Sus hijos vivían en un mundo muy distinto al de los niños que había retratado hacía dos décadas; esos niños se morían de hambre en África, corrían peligros inimaginables en los países subdesarrollados, arriesgaban su supervivencia diariamente, tenían que huir de sus enemigos o morían a causa de agresores naturales como las enfermedades, las inundaciones y las hambrunas. Sus hijos jamás conocerían una vida así, y eso era un hecho que la alegraba profundamente.
En ese instante, India vio que su hijo pequeño se apartaba de la maraña de críos que se le habían echado encima después de marcar un gol y la saludaba con la mano.

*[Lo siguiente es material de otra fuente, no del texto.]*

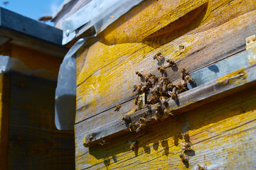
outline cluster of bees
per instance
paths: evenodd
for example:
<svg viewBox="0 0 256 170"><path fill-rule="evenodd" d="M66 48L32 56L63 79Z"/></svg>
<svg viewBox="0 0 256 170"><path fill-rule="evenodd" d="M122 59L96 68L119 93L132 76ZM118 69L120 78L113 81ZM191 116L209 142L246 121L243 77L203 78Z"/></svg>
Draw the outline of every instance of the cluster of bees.
<svg viewBox="0 0 256 170"><path fill-rule="evenodd" d="M161 52L157 52L154 56L154 60L158 62L162 61L164 57ZM177 67L176 63L173 60L166 60L167 66L159 67L157 69L161 74L161 77L158 77L152 73L144 74L140 72L135 72L135 74L141 78L144 79L144 83L141 83L139 85L133 86L133 93L137 92L137 94L134 98L134 104L138 106L137 109L141 109L142 107L140 105L144 103L144 106L153 105L156 109L154 118L156 120L162 120L165 118L174 116L171 110L169 109L168 101L171 98L172 100L178 100L178 94L186 91L188 91L187 83L194 84L194 81L189 76L189 74L186 69L183 68L181 70L181 80L178 84L174 84L166 77L167 72L166 69L169 67ZM144 95L143 101L140 98ZM121 108L121 104L116 106L114 111L119 111ZM136 123L132 122L132 119L129 115L122 118L122 120L128 127L130 132L137 132L145 128L146 124L149 121L148 119L148 113L146 113L141 117ZM131 149L134 150L138 147L138 142L134 141L131 142ZM182 147L179 157L181 161L185 164L188 162L188 159L186 157L184 152L191 150L191 147L188 143L184 144Z"/></svg>
<svg viewBox="0 0 256 170"><path fill-rule="evenodd" d="M154 60L161 62L164 60L161 52L156 53L154 56ZM144 79L145 83L141 83L139 85L134 85L133 93L137 92L135 96L134 104L138 106L137 109L142 108L141 103L144 103L143 106L154 105L156 112L154 118L156 120L161 120L170 116L174 116L171 110L169 109L168 101L170 98L173 100L178 99L178 94L188 90L187 82L193 84L193 80L189 76L188 73L185 69L181 71L181 80L178 84L171 82L168 77L166 69L169 67L177 67L176 62L173 60L166 60L168 65L166 67L159 67L157 69L163 76L157 77L152 73L144 74L139 72L135 72L135 74L141 79ZM144 95L144 100L142 101L140 99L142 95ZM116 106L114 111L119 111L121 104ZM136 131L138 132L140 130L144 129L146 123L149 121L147 118L148 113L146 113L141 117L139 121L132 123L129 115L122 118L125 122L128 128L131 132Z"/></svg>

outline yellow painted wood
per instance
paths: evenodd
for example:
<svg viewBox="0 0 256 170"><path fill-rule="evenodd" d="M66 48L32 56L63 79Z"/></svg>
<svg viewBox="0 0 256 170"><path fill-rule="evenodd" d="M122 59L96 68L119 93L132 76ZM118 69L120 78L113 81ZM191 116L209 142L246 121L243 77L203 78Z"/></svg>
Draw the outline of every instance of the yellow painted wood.
<svg viewBox="0 0 256 170"><path fill-rule="evenodd" d="M165 8L166 6L172 6L172 3L177 4L178 1L149 1L142 3L117 20L100 35L99 41L80 53L82 57L78 60L77 106L78 110L83 109L83 111L76 115L76 122L84 120L87 115L90 117L95 112L98 113L99 108L114 107L112 103L117 104L118 101L131 97L132 86L140 83L140 79L134 74L135 71L142 71L146 74L151 72L158 74L156 67L159 65L153 60L153 56L157 52L160 51L166 58L179 61L178 69L185 67L188 71L191 67L193 69L199 69L195 67L203 67L200 64L210 60L210 57L216 60L218 59L214 58L215 56L230 50L217 44L217 40L220 40L223 44L228 41L232 42L232 45L243 42L245 38L238 39L233 37L234 35L240 34L255 21L256 11L254 9L256 8L256 4L253 1L203 1L207 3L206 11L193 23L153 38L150 43L145 42L142 40L152 35L152 32L149 30L150 33L145 35L141 34L140 30L147 30L148 27L150 27L151 30L152 26L156 27L159 23L166 22L166 18L161 17L162 15L174 15L173 18L176 18L176 13L171 13L169 8ZM189 2L192 4L188 4L188 6L201 6L200 4L204 4L198 5L196 1ZM159 10L160 7L158 6L161 6L161 13L151 15L155 8ZM185 10L189 13L194 8L191 7L185 10L181 8L176 10ZM171 9L174 11L175 8L171 7ZM148 17L146 17L146 13ZM149 20L151 18L154 21L156 17L158 18L157 22ZM248 22L248 20L252 23ZM169 21L161 28L172 23L174 21L176 20ZM135 22L140 24L135 24ZM161 28L159 28L157 30ZM124 30L129 30L131 33L123 33ZM129 36L127 38L127 35ZM119 40L115 40L114 37ZM134 38L136 40L133 40ZM126 40L131 41L127 42ZM209 45L215 47L208 48ZM183 46L184 50L181 50L181 46ZM171 71L171 74L170 76L176 79L180 74L178 70ZM113 112L113 114L116 113Z"/></svg>
<svg viewBox="0 0 256 170"><path fill-rule="evenodd" d="M129 134L107 141L106 147L84 148L86 152L76 157L77 169L186 169L198 164L220 169L254 169L255 92L249 89L174 120L146 127L146 132L137 138L137 152L129 149ZM81 131L76 129L76 133ZM193 149L187 165L178 157L185 141L190 141ZM80 145L77 141L76 147Z"/></svg>
<svg viewBox="0 0 256 170"><path fill-rule="evenodd" d="M9 130L9 76L0 74L0 169L7 169Z"/></svg>
<svg viewBox="0 0 256 170"><path fill-rule="evenodd" d="M253 0L145 1L97 40L89 40L77 59L76 169L186 169L198 164L224 169L255 169L249 158L256 148L255 93L250 89L149 128L135 137L137 152L129 149L132 134L108 141L106 147L82 146L87 128L122 116L124 105L119 113L112 110L132 98L132 86L141 82L135 71L160 76L159 63L153 60L156 52L177 62L178 70L169 70L169 78L176 81L181 68L193 72L218 61L223 53L235 51L254 33L246 28L255 24L255 9ZM193 18L195 13L198 17ZM190 17L186 24L182 22ZM245 37L239 36L242 33ZM105 110L108 115L99 113ZM77 128L82 120L88 125ZM178 157L181 143L188 138L182 135L186 133L194 151L189 166Z"/></svg>

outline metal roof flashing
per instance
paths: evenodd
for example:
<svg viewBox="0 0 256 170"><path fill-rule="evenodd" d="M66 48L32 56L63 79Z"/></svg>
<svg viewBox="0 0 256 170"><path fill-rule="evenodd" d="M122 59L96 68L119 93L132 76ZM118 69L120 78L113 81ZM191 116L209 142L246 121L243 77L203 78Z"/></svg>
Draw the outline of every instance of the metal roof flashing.
<svg viewBox="0 0 256 170"><path fill-rule="evenodd" d="M62 30L0 7L0 45L7 41L58 57L68 49L62 45Z"/></svg>

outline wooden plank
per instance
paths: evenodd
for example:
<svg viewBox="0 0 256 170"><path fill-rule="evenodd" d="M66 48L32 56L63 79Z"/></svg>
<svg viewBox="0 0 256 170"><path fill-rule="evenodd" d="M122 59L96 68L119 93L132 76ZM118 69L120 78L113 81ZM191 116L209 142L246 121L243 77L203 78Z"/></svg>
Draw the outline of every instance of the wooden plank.
<svg viewBox="0 0 256 170"><path fill-rule="evenodd" d="M54 120L56 82L10 72L8 169L74 169L74 132Z"/></svg>
<svg viewBox="0 0 256 170"><path fill-rule="evenodd" d="M0 74L0 169L7 169L9 116L9 77Z"/></svg>
<svg viewBox="0 0 256 170"><path fill-rule="evenodd" d="M243 89L244 87L241 88L240 86L250 82L256 83L256 65L249 67L245 69L237 70L217 80L178 94L178 99L175 101L171 99L169 101L168 108L174 115L180 114L194 109L195 107L202 106L207 102L218 100L220 97L223 98L238 90ZM149 124L156 123L158 121L155 120L156 108L154 105L148 106L145 108L131 114L126 113L124 115L129 114L132 122L136 123L146 112L150 113L147 118ZM87 130L83 132L85 137L83 144L87 145L87 147L92 146L95 143L98 144L100 137L110 138L112 136L116 137L120 134L129 132L127 125L121 118L113 120L103 125L98 125L98 128L95 129L89 129L86 124L86 122L82 122L79 123L77 127L78 129ZM91 134L95 134L95 137L94 141L89 143L87 139ZM80 135L82 135L80 134Z"/></svg>
<svg viewBox="0 0 256 170"><path fill-rule="evenodd" d="M233 11L225 10L226 8L220 6L214 12L221 13L225 18L228 18L232 16L229 14ZM168 77L175 81L179 79L182 68L191 73L244 50L245 38L256 31L253 21L255 13L256 11L247 12L220 26L215 18L213 22L217 24L216 26L209 28L205 23L156 49L140 42L114 45L95 42L85 51L83 57L86 60L84 60L83 67L79 64L82 69L78 72L76 123L102 115L119 103L131 100L134 97L132 93L133 85L139 84L141 81L134 74L135 71L146 74L153 72L160 76L156 67L161 63L153 60L153 56L159 51L166 58L176 60L178 69L166 69ZM248 23L248 20L252 22ZM177 50L179 45L185 47L186 50L182 52ZM112 113L119 117L125 111L124 109ZM103 118L105 120L105 115Z"/></svg>
<svg viewBox="0 0 256 170"><path fill-rule="evenodd" d="M254 86L186 112L176 120L146 128L146 132L134 137L139 142L136 152L129 149L129 135L89 149L83 148L77 136L77 149L80 147L83 151L76 157L76 168L185 169L200 164L208 169L254 169ZM77 126L79 135L84 130ZM187 164L178 156L185 141L191 142L193 149L187 153Z"/></svg>

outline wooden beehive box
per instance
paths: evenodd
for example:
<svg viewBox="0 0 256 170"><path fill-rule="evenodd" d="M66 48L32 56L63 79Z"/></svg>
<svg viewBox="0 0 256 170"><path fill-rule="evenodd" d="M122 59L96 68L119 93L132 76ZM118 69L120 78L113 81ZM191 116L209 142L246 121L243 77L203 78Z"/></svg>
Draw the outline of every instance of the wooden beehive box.
<svg viewBox="0 0 256 170"><path fill-rule="evenodd" d="M77 52L76 169L255 169L256 70L245 50L255 24L253 0L144 1L87 40ZM171 82L185 68L196 84L156 121L153 105L135 109L133 86L145 84L135 72L161 77L167 59L176 63L166 69ZM138 132L122 120L147 112Z"/></svg>
<svg viewBox="0 0 256 170"><path fill-rule="evenodd" d="M2 8L0 21L0 169L73 169L74 132L54 121L62 31Z"/></svg>

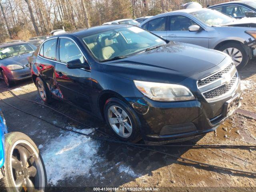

India sonrió, accionó el obturador de la cámara y regresó lentamente al banco donde se sentaban las otras madres. Ninguna miraba el partido pues estaban ocupadas charlando. Su presencia era tan habitual que casi nunca se fijaban en el juego o en lo que hacían sus hijos. Hacían acto de presencia, lo mismo que el banco en que se sentaban: formaban parte del escenario o del equipo.
A medida que India se acercaba, Gail Jones sonrió al verla. Hacía muchos años que eran amigas. India sacó del bolsillo un carrete y Gail le hizo sitio para que se sentase. Por fin los árboles volvían a tener hojas y todas estaban de buen humor. Gail sonrió y le ofreció un cappuccino en un vaso de plástico. Era un ritual, sobre todo en los gélidos inviernos en que asistían a los partidos de sus hijos, con el suelo cubierto de nieve, lo que las obligaba a mover los pies y caminar para entrar en calor.
– Sólo faltan tres semanas para que termine este curso – comentó Gail con alivio, y bebió un sorbo del humeante cappuccino -. Detesto los partidos de fútbol. Me encantaría tener niñas, al menos una. Cualquier día la vida definida por las camisetas y las botas de fútbol me volverá loca – acotó y sonrió pesarosa.
India sonrió a Gail, colocó el carrete y cerró la cámara. Estaba acostumbrada a las quejas de su amiga. Hacía nueve años que Gail se lamentaba de haber renunciado a su profesión de abogada.